Utilizzando la microscopia elettronica a scansione, i ricercatori hanno analizzato le piante, le larve e i pesci. Così si è potuto vedere che le nanoplastiche venivano assorbite dalle radici delle piante e si accumulavano nelle foglie. Poi le microplastiche venivano trasferite dalla lattuga contaminata agli insetti (sia PS che PVC erano presenti nella loro bocca e nell’intestino).

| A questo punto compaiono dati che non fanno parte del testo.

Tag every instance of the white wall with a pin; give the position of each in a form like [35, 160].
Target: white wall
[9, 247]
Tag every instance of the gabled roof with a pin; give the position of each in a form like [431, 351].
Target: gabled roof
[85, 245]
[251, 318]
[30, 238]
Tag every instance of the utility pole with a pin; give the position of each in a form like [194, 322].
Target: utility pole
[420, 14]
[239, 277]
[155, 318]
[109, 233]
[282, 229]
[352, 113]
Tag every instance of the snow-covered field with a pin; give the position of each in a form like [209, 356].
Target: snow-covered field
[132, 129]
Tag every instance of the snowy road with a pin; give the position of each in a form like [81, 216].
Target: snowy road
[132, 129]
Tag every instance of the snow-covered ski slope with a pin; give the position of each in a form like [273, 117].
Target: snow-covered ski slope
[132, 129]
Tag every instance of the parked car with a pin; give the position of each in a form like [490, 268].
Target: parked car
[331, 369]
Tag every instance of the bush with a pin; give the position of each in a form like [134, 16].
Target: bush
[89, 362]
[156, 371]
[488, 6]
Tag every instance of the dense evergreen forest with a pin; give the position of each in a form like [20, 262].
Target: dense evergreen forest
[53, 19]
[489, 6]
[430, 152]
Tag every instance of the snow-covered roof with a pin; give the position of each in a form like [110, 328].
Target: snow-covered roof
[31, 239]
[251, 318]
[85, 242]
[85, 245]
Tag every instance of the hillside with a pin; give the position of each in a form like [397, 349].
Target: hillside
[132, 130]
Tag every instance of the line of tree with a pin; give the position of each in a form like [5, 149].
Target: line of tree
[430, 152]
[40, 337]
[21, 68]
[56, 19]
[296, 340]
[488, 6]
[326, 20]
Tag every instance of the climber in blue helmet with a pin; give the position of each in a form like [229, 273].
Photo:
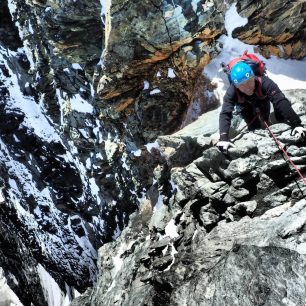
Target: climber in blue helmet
[253, 95]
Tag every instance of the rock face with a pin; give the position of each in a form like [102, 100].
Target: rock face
[84, 87]
[230, 232]
[276, 26]
[154, 55]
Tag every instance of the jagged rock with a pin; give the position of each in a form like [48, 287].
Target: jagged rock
[278, 36]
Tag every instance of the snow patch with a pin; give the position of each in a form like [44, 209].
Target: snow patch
[171, 229]
[155, 91]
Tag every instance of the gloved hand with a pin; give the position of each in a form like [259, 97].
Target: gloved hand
[224, 145]
[299, 132]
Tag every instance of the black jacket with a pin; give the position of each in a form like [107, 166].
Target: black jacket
[269, 92]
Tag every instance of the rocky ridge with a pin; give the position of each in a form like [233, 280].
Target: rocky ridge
[74, 165]
[231, 220]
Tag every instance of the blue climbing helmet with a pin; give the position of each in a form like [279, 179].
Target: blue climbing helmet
[240, 73]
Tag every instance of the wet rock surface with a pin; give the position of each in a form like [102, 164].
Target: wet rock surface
[230, 232]
[83, 88]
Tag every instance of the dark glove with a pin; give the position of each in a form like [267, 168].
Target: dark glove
[298, 132]
[224, 145]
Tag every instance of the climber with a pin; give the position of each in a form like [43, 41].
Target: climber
[253, 95]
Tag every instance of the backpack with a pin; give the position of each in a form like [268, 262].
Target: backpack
[257, 65]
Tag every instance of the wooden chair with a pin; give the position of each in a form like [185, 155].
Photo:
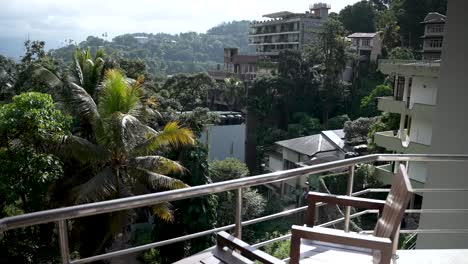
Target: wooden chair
[378, 247]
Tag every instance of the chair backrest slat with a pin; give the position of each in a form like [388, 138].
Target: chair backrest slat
[395, 205]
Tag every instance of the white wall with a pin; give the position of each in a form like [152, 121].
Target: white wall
[275, 163]
[450, 126]
[423, 90]
[225, 141]
[421, 130]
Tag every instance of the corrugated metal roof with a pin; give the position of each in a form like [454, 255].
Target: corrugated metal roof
[362, 35]
[434, 17]
[309, 145]
[278, 14]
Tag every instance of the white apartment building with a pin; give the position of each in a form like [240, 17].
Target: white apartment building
[366, 45]
[434, 24]
[286, 30]
[414, 99]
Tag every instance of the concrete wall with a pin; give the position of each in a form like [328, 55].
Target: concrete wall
[275, 163]
[421, 130]
[225, 141]
[450, 127]
[423, 90]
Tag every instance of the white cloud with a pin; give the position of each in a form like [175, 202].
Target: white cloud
[76, 19]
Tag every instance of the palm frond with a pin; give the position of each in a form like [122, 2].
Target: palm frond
[172, 135]
[158, 181]
[157, 164]
[163, 211]
[117, 95]
[84, 103]
[102, 186]
[80, 149]
[121, 131]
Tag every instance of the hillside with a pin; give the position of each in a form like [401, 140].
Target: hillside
[169, 54]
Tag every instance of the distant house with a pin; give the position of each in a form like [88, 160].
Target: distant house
[225, 139]
[434, 24]
[303, 151]
[367, 45]
[141, 39]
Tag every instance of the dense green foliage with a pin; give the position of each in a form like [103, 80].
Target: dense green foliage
[27, 127]
[253, 203]
[369, 103]
[359, 17]
[170, 54]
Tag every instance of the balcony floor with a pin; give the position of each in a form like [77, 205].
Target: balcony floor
[426, 256]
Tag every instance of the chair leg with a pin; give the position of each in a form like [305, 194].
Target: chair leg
[386, 257]
[295, 249]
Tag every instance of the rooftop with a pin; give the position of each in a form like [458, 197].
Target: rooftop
[362, 35]
[310, 145]
[434, 17]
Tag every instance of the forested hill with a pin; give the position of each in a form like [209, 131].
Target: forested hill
[169, 54]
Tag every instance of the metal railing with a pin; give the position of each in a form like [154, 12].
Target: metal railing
[61, 215]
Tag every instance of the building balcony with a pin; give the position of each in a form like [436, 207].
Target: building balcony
[360, 47]
[262, 34]
[392, 142]
[391, 105]
[410, 67]
[261, 43]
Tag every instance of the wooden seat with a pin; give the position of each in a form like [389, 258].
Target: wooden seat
[311, 244]
[378, 247]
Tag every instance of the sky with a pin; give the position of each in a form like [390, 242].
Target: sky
[77, 19]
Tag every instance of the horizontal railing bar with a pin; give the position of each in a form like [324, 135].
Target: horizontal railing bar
[173, 195]
[151, 245]
[435, 211]
[188, 237]
[419, 190]
[425, 231]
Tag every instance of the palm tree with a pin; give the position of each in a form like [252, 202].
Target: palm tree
[127, 154]
[234, 93]
[86, 71]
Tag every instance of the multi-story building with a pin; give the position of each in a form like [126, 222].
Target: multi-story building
[327, 146]
[226, 138]
[243, 67]
[414, 99]
[366, 45]
[286, 30]
[434, 24]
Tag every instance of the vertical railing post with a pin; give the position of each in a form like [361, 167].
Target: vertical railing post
[63, 241]
[238, 219]
[349, 191]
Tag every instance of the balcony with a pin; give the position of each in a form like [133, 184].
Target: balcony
[391, 105]
[392, 142]
[62, 215]
[410, 67]
[262, 34]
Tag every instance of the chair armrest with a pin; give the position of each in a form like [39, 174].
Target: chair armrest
[346, 200]
[223, 239]
[339, 237]
[315, 197]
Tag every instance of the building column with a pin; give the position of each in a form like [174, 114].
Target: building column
[449, 137]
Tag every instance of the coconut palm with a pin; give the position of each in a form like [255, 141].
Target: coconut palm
[86, 71]
[126, 153]
[234, 93]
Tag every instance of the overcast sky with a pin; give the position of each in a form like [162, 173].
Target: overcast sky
[66, 19]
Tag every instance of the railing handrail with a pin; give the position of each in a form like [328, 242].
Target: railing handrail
[89, 209]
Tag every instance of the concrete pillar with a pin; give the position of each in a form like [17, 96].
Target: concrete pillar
[450, 126]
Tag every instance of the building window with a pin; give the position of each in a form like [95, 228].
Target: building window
[400, 88]
[435, 28]
[435, 43]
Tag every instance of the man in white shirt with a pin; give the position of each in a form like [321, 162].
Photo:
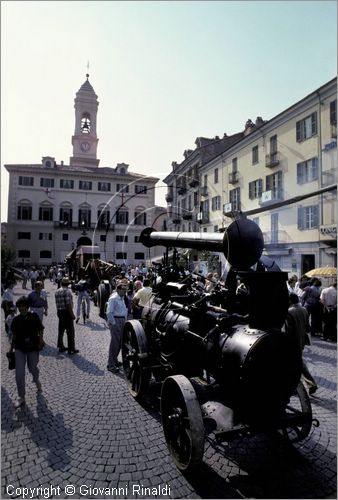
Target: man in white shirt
[328, 298]
[117, 313]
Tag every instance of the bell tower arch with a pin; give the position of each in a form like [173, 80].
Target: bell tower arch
[85, 139]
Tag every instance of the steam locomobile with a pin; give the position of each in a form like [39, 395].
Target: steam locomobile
[225, 362]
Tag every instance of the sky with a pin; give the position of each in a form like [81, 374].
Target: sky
[165, 73]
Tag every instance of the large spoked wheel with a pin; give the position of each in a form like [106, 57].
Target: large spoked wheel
[182, 422]
[299, 405]
[134, 353]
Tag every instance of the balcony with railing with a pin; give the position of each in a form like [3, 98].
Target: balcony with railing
[204, 191]
[169, 197]
[272, 159]
[193, 181]
[187, 215]
[233, 177]
[271, 196]
[203, 217]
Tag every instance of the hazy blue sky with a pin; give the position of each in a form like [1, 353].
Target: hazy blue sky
[164, 72]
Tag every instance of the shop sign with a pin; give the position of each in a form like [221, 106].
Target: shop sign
[330, 145]
[329, 231]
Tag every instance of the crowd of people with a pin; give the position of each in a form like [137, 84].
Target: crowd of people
[312, 311]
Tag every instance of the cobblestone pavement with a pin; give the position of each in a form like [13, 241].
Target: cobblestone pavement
[86, 430]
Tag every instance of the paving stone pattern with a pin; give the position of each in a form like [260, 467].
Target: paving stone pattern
[86, 430]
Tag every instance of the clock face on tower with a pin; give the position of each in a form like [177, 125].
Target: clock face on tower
[85, 146]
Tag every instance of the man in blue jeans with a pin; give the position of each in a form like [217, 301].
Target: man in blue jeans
[117, 313]
[25, 329]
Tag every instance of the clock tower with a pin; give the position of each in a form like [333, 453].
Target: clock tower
[85, 140]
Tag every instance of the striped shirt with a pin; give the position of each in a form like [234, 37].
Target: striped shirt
[63, 297]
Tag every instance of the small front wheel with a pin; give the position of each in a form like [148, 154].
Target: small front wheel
[182, 422]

Anche nei pesci, che si erano nutriti degli insetti contaminati, sono state rilevate particelle nei tessuti delle branchie, del fegato e dell’intestino, nessuna particella è stata trovata invece nel tessuto cerebrale.
Così ha commentato il dottor Fazel Monikh, autore principale della ricerca:
I nostri risultati mostrano che la lattuga può assorbire le nanoplastiche dal suolo e trasferirle nella catena alimentare. Ciò indica che la presenza di minuscole particelle di plastica nel suolo potrebbe essere associata a un potenziale rischio per la salute degli erbivori e dell’uomo se si scoprisse che questi risultati sono generalizzabili ad altre piante e colture e alle impostazioni del campo. Tuttavia, sono ancora urgentemente necessarie ulteriori ricerche sull’argomento.